Seasonal variation in mowing height was once thought to be highly beneficial and is still considered beneficial by some. We know that mowing cool-season grasses a little taller in the summer months can have benefits through summer stress periods (deeper roots, better cooling effect). We also know that cool-season grasses mowed a little taller in the spring and fall compete more successfully against weeds. Therefore, select the tallest, acceptable mowing height for your species of grass and maintain that height during the entire season. This provides benefits throughout the season — competition against weeds as well as reduced summer stress.

Frequency of cut should be determined by the "one-third rule" of mowing. You should make sure that no more than one-third of the leaf growth is removed during a single mowing.

Mowing creates wounds through which fungi can enter the plant and infect it. Leaf cuts made by a sharp mower blade are cleaner and heal faster than the tearing and shredding caused by a dull mower blade. A dull mower blade inflicts more and bigger wounds that increase potential for infection by Lawn diseases.

Observe leaf tips or grass clippings collected on your mower deck immediately after a mowing to determine the quality of cut. Use this as an indicator of when to sharpen blades.

Thatch control

Essentially all Lawn diseases are reduced by good thatch control.

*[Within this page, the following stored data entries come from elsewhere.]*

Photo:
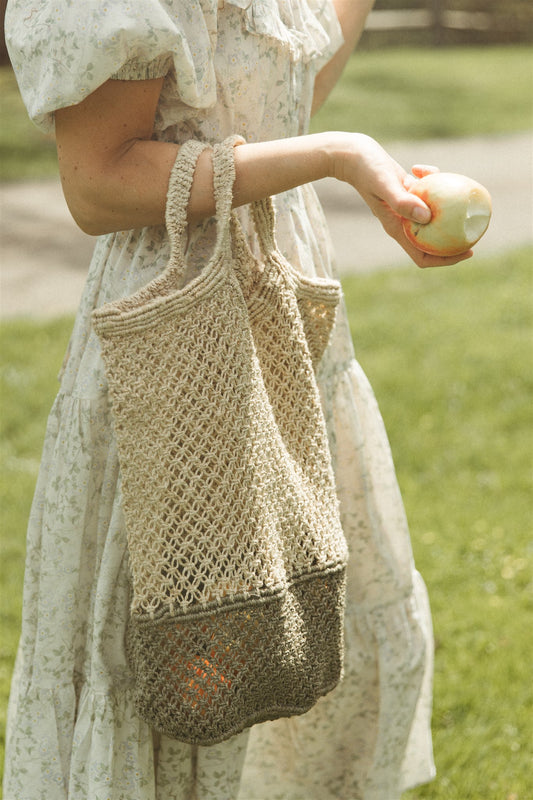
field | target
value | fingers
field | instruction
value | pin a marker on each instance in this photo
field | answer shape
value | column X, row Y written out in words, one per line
column 421, row 259
column 392, row 224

Thatch is a layer of dead and living plant material located between the soil surface and green turf canopy. It is excellent habitat for active and dormant stages of disease-causing organisms. When environmental conditions are optimum, fungi can rapidly grow and infect living turf tissue.

Remove excess thatch when turf is actively growing to promote quicker recovery from power-raking or verticutting. Remove thatch in the spring before application of crabgrass preventer, or in the fall for cool-season grasses and midsummer for warm-season grasses.

Core aerification (removing soil plugs) is a slower process of thatch control but will cause less direct stress on the turf. Breaking up soil plugs and filtering soil into the turf canopy allows soil microbes to breakdown dead organic matter in the thatch layer.

Remove excess thatch when it accumulates to a half inch or more in taller-mowed turf (1.5 to 4 inches) and one-quarter inch in lower-mowed turf (less than 1.5 inches).

Soil aeration and drainage

A good exchange of air between the soil and atmosphere is necessary for vigorous Lawn growth. Turf areas that stay constantly wet because of poor soil conditions are prime targets for water-favoring, soil-borne diseases such as Pythium blight and brown patch. Surface contouring and subsurface drainage can be costly but permanent solutions to wet soils.

Core aerification and slicing are turf management practices that can be repeated during the season to temporarily increase air exchange and soil drying.

You can also increase light penetration and air movement by selectively pruning your trees and shrubs. This will speed the drying of poorly drained areas and also reduce the humidity in localized turf areas.